Un autre futur pour les villes moyennes - Le cas d’Alès

Un autre futur pour les villes moyennes - Le cas d’Alès

Alès a connu ses heures de gloire : l’apogée minière et métallurgique au début du 20ème siècle en a fait une ville dynamique, attrayante et fortement pourvoyeuse d’emplois. Frappée de plein fouet par les processus de désindustrialisation, la ville n’a pas su concevoir sa transition économique : aujourd’hui le taux de chômage atteint les 24% et le taux de pauvreté avoisine les 30% (INSEE, 2017).

Des chiffres bien au-dessus de la moyenne nationale avec des taux respectifs de 9,8% et 14% (INSEE, 2016). Le centre-ville se paupérise : dans la rue d’Avejan – la plus commerçante de la ville – 27 boutiques sur la quarantaine existantes ont récemment mis les clés sous la porte. Les classes moyennes et supérieures partent pour Montpellier, Toulouse ou Marseille attirées par des perspectives d’emplois séduisantes. La ville, pourtant, essaye de retrouver son cachet d’antan en déployant des politiques publiques d’embellissement et d’attractivité de populations jugées hautement désirables : les cadres supérieurs et les investisseurs. Néanmoins ces choix budgétaires se font souvent au détriment de politiques à destination des habitants majoritaires de la ville : à savoir les populations pauvres.

Ces populations ont donc recours à une multitude de stratégies individuelles pour répondre à leurs besoins quotidiens : le retour à la terre en fait partie. Dans les interstices de la ville, dans les parcelles abandonnées et non urbanisables, éclosent de nombreux espaces cultivés. Les jardiniers sont souvent des personnes au chômage vivant dans les HLM du centre-ville. Les jardins sont entourés par des murs de bois, des palliasses, des grillages et des bouteilles plastiques : un système « débrouille » qui permet aux jardiniers de cultiver à l’abri des regards indiscrets. Si la production alimentaire est si protégée, c’est parce qu’elle constitue un apport économique non négligeable pour les jardiniers. D’ailleurs, ils y passent une bonne partie de la journée.

Mais si la motivation économique est toujours présente dans le discours des jardiniers à Alès, elle est indissociable de toute une série de motivations qui questionne la place du citadin pauvre en ville. Il y a d’abord la volonté de sortir de son HLM pour un endroit source d’apaisement et de sérénité. Il y a la possibilité de retrouver ses copains jardiniers avec qui, entre deux travaux agricoles, se partage toute une série d’activités allant du thé à la menthe à la partie de pétanque. Enfin et surtout, les jardins constituent une magnifique opportunité pour se construire une nouvelle vie. Dans les discours, les jardins sont l’antithèse d’une vie précédente passée à l'usine : les jardiniers inventent leur quotidien extérieur, profitent de leurs proches de manière plus régulière et s’émancipe à travers une activité : la gestion de leur propre jardin. Yannick, de nouveau, me confessa que suite à son licenciement, il passa la majorité de ses journées au bistrot. Aujourd’hui il est un jardinier qui partage sa production avec ses proches : pour lui comme pour les autres, cela change tout. Finalement à travers des formes de liberté et de flexibilité retrouvées, les jardins sont pour les citadins pauvres de véritables outils d’émancipation individuelle.

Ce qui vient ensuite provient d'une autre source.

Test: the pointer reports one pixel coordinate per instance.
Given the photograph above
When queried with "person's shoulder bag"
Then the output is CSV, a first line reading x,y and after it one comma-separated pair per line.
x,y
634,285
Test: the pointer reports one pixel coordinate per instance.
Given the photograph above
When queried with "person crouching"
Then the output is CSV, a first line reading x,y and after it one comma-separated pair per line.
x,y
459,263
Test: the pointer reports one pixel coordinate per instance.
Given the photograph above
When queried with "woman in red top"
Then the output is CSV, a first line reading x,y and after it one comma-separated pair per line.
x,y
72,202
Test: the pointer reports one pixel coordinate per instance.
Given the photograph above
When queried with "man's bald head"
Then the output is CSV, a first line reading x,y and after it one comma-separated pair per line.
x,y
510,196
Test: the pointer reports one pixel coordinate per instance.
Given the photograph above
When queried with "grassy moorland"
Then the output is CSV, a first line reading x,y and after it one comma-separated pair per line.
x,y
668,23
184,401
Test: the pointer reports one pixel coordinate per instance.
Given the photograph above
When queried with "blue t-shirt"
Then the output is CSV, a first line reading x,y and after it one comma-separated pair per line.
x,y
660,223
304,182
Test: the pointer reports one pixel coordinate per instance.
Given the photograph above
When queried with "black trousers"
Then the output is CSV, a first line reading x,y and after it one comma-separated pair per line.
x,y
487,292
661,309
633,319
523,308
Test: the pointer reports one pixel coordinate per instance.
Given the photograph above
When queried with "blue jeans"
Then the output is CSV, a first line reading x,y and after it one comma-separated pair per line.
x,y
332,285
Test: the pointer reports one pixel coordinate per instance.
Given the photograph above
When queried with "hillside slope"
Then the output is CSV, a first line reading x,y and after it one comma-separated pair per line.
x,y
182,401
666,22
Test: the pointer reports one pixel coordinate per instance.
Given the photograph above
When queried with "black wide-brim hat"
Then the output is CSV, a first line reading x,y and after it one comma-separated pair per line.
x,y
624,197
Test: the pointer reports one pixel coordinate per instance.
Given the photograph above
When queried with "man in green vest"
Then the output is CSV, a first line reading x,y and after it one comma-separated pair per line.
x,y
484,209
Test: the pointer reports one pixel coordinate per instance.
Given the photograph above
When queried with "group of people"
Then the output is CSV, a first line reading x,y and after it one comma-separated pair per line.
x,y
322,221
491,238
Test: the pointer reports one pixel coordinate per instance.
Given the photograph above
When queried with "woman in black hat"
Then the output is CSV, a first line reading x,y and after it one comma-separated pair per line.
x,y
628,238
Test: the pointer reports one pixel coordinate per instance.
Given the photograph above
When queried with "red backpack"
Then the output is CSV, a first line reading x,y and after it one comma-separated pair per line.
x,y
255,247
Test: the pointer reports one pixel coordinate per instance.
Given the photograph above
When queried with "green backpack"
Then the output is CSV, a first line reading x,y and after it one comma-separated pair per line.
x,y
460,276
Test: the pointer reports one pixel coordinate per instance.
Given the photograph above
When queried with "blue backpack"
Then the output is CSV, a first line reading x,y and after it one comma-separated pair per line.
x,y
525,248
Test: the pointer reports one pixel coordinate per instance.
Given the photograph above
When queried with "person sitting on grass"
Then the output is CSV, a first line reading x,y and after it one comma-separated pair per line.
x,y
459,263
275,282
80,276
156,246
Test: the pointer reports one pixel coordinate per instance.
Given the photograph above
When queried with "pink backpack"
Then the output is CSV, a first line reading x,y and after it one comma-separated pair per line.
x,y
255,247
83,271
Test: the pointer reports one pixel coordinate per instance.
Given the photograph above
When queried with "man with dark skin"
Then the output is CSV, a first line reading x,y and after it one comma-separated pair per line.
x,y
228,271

A Alès, si au quotidien les jardins sont accessibles aux seuls jardiniers, ils peuvent également apporter de nombreux bienfaits à la société urbaine. De manière non exhaustive, ils permettent de ramener de la biodiversité en ville (sauvage et cultivée), de lutter contre l’îlot de chaleur urbain, de créer de nouveaux réseaux de solidarité, d’aménager éventuellement des chemins de promenade entre les jardins ou encore de construire une image nouvelle pour les quartiers les plus défavorisés. Plus important encore, ils permettent une appropriation citoyenne dans la fabrique des quartiers et dans la manufacture de la ville. Par les jardins un nouveau récit de l’histoire politique de la ville s’écrit au quotidien.

Afin d’emmener ces projets environnementaux plus loin, des formes d’action collectives doivent être pensées. De la création d’associations au déploiement de politiques publiques d’accompagnement, les villes en crises peuvent se réinventer en plaçant le lien à l’autre au cœur de leur développement.